Se ha despedido Daniel Craig con gloria y pena de su saga Bond. Nada menos que quince años marcando pectorales bajo camisas finísimas, saliendo de las aguas igual que Ursula Andress o esa escultura en marcha que fue también Halle Berry, pidiendo los dry martinis de vodka mezclados o agitados, según la noche, mientras andaba en busca del amor. Hay quien ha llamado cursi a este James Bond que ha encarnado Craig porque siempre va en busca del amor. Mientras tanto, castiga también camas ajenas; mientras tanto, la muerte ocupa un sitio bajo los parasoles, en decir de Pere Gimferrer, junto a cuerpos hermosos de mujeres que han caído por su atracción fatal. Pero tanto en Casino Royal como al final, este Daniel Craig/Bond ha sido un hombre no sólo al servicio de su majestad, sino también al de esa emoción pura por el romanticismo que sólo puede sentir Don Juan si se enamora. Lo que viene a decirnos, a lo largo de las cinco películas de esta saga que ahora acaba, es que hay hombres en el mundo y la vida para los que el amor sólo es costumbre, mientras que hay unos cuantos que siempre han intentado desterrar la costumbre del amor. Uno de esos es Bond, James Bond, uno de los últimos héroes de la cultura popular que de alguna manera se ha mantenido fiel a lo que esperamos de él. Quizá este Bond de Daniel Craig haya forzado los límites, encarnando a un hombre duro que puede ser también letal y cínico, aunque al final se mantenga leal a unos principios y a la gente que quiere. Sin embargo, a pesar de sus críticas, siempre ha seguido siendo Bond.

No lo tuvo fácil al principio, antes de que Craig fortaleciera pecho, hombros y bíceps. Hay siempre mucha gente esperando el eterno regreso de Sean Connery, que ya tuvo un crepúsculo dorado en Nunca digas nunca jamás: un James avejentado, que todavía tiene sus recursos para llevarse por delante a una jovencísima Kim Basinger. Pero después de la brevedad de George Lanzeby, la frialdad diamantina de Roger Moore, el acceso de acción ochentero con Timothy Dalton y esa edad de plata de Pierce Brosnan, ni Connery podía regresar ni se podía imitar su vieja planta. Su magnetismo se había quedado dentro del muro de Berlín sin que nadie cogiera sus fragmentos. Por eso el James Bond de Craig ha sido otra cosa: una fuerza bestial, una manera dura de matar con licencia o sin ella, pero también una debilidad que es muy de ahora.

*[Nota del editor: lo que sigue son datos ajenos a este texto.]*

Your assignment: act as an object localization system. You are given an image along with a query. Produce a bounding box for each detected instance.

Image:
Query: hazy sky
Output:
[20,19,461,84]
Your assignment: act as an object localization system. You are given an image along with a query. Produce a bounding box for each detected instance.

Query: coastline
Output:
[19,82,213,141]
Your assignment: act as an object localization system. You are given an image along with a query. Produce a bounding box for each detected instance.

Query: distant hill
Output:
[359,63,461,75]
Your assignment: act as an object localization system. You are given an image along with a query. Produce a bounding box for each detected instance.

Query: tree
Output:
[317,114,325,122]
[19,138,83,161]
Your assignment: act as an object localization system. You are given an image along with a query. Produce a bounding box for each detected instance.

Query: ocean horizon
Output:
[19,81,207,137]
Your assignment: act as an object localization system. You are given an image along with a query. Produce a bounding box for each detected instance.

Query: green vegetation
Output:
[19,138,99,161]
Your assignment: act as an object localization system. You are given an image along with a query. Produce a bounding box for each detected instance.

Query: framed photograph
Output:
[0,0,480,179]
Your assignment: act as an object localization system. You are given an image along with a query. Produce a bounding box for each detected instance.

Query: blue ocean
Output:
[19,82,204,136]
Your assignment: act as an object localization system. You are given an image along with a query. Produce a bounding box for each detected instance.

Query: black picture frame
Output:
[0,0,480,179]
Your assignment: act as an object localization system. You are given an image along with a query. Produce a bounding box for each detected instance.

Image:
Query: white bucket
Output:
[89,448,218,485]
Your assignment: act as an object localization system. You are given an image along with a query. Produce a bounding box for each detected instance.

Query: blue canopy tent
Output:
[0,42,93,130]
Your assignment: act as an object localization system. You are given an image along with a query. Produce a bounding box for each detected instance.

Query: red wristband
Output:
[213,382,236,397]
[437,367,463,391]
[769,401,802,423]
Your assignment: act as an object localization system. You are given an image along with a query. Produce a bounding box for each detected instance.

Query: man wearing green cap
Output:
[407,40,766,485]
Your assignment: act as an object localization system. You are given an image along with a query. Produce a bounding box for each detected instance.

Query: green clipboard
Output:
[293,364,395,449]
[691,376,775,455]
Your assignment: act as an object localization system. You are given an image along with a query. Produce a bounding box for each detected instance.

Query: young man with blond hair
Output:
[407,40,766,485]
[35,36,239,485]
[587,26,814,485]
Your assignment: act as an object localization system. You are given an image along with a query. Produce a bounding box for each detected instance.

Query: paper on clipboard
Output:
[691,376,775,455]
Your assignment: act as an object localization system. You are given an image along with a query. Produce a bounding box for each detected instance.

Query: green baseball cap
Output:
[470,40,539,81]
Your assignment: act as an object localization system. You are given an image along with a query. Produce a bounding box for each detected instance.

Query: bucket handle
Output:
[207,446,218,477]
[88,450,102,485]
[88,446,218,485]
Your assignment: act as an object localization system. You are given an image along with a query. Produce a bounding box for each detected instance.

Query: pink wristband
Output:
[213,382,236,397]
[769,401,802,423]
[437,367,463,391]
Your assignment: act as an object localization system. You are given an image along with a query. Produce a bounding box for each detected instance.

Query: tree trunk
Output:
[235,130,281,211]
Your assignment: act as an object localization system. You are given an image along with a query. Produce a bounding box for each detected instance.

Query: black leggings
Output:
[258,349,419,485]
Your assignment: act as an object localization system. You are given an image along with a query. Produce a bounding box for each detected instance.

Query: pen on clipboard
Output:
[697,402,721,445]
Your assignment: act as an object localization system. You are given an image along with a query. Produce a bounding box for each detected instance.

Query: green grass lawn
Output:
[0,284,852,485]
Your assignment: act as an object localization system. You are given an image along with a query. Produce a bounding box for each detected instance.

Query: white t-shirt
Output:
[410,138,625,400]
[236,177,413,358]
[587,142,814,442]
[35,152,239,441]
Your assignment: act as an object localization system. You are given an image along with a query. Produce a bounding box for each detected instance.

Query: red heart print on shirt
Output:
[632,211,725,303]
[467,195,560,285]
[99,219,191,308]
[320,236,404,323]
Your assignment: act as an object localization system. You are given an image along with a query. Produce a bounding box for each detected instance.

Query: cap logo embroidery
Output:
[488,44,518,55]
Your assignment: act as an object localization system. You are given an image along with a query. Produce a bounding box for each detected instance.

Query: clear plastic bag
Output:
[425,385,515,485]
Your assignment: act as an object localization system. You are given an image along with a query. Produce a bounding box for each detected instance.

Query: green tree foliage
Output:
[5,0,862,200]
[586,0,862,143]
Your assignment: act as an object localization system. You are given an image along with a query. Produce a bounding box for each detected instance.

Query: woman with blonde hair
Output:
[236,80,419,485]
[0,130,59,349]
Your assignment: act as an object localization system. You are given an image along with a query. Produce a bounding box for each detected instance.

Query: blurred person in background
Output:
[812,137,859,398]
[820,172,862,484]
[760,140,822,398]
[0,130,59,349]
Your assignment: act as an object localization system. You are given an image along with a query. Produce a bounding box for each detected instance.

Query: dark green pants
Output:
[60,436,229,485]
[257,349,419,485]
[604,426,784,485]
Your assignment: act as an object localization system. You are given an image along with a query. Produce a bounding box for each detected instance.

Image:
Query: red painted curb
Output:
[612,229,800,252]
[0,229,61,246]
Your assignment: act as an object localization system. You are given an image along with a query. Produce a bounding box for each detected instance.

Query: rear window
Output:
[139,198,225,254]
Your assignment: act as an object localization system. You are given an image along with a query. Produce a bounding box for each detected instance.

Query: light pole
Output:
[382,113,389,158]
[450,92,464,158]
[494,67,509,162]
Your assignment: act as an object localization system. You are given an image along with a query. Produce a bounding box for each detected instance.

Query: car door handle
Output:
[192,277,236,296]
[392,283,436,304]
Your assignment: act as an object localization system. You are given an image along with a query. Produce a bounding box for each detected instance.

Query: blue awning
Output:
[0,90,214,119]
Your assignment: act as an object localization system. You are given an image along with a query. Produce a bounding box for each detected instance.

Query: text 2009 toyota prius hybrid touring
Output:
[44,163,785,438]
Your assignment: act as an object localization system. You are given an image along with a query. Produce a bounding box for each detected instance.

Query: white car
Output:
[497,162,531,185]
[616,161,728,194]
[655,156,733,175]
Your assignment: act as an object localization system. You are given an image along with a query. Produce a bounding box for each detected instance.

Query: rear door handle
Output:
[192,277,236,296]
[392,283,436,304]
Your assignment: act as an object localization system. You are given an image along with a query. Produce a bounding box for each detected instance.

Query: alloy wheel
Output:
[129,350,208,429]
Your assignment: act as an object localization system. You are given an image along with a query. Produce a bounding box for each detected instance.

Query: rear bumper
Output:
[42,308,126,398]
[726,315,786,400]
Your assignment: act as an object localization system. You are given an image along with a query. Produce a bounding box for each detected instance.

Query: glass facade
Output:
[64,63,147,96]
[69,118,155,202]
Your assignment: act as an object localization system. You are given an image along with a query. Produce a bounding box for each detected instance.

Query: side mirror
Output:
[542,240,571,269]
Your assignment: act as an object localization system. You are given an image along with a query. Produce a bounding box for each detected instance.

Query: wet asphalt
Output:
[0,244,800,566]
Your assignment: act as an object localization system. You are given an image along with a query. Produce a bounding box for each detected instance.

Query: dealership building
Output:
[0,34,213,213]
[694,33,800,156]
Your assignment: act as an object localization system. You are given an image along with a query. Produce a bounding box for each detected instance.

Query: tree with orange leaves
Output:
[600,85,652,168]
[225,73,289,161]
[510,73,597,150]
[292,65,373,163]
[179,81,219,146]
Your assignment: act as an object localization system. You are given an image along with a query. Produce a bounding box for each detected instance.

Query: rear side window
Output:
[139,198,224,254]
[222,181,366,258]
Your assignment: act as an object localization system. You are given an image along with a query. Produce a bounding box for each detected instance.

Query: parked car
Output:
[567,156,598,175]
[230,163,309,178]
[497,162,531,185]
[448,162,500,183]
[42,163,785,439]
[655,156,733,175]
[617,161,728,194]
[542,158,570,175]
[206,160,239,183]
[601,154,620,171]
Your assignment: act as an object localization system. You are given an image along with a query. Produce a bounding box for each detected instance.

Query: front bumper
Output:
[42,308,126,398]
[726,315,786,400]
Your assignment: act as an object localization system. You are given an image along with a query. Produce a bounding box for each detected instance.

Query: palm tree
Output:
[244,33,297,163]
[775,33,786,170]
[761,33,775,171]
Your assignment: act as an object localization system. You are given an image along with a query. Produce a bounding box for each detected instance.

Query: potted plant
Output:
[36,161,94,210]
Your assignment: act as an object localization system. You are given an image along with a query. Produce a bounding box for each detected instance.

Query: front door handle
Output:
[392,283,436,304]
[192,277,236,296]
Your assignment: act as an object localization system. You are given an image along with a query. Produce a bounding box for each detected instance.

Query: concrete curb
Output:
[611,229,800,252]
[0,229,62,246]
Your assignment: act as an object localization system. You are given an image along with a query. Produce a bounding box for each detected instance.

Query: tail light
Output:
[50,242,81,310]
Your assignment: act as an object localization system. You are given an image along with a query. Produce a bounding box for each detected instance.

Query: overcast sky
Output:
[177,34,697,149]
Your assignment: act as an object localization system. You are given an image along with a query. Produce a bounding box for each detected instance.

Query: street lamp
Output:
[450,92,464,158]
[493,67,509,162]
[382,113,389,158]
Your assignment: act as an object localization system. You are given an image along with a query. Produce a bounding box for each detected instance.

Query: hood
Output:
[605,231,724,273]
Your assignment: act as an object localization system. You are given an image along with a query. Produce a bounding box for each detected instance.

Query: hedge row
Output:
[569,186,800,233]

Porque quienes aseguran que la pandemia nos va a dejar igual cuando termine no conocen los bordes de la fragilidad: sólo quien se expone a amar enteramente acaba resultando vulnerable, y eso es lo que hace este James Bond desde que, con Eva Green, nos mostrara que el Vesper es mucho más que un cóctel, esa variedad del dry martini que ahora puedes pedir en cualquier bar del mundo donde sepan hacer un dry martini. Daniel Craig lo ha sido hasta el final, tras haber cerrado un arco narrativo de cinco películas que en esta que ahora celebramos, No time to die, brillan las referencias más o menos sutiles no sólo a las cuatro anteriores, sino también de Al servicio de su majestad: la única que protagonizó el fugacísimo George Lanzeby, sí, pero también la única en la que James se enamoraba, se casaba y enviudaba. También este Bond, como Lanzeby, es un hombre que sufre y se resiste, que no quiere perder cuanto atesora; un Bond que hasta descubre, por momentos, una paternidad que quizá lo podría redimir de su vida pasada, con todos esos rostros al acecho en la oscuridad.

Vale, eres más de Sean Connery. No me parece mal. Pero Daniel Craig ha dado una hondura vital a un personaje que antes no salía apenas de las costuras de su traje, con toda esa potencia visceral de hombre que se pierde en el camino de un tablero que ocupa con soltura. El nuevo/viejo Bond de Daniel Craig, sin alardes de género, ha sabido sumar una fragilidad que lo robustecía como personaje, que le daba conciencia de pérdida y de abismo, como en la muerte de Vesper/Eva Green, que siempre lo ha seguido persiguiendo.

No desvelo el final, pero es un cierre propio de James Bond bajo fuegos celestes que nos ciegan los ojos. Toda la actualidad es un derrumbe de muy mala poesía, con la mediocridad a flor de piel repetida de cerca, y por eso James Bond vuelve para salvarnos de la corrección política, las crisis mundiales de suministros, los apagones planetarios y un posible regreso al planeta de los simios, del que nunca llegamos a partir. Hoy yo brindo por James, por vidas que se exprimen hasta la última gota, sin dejarlas pasar.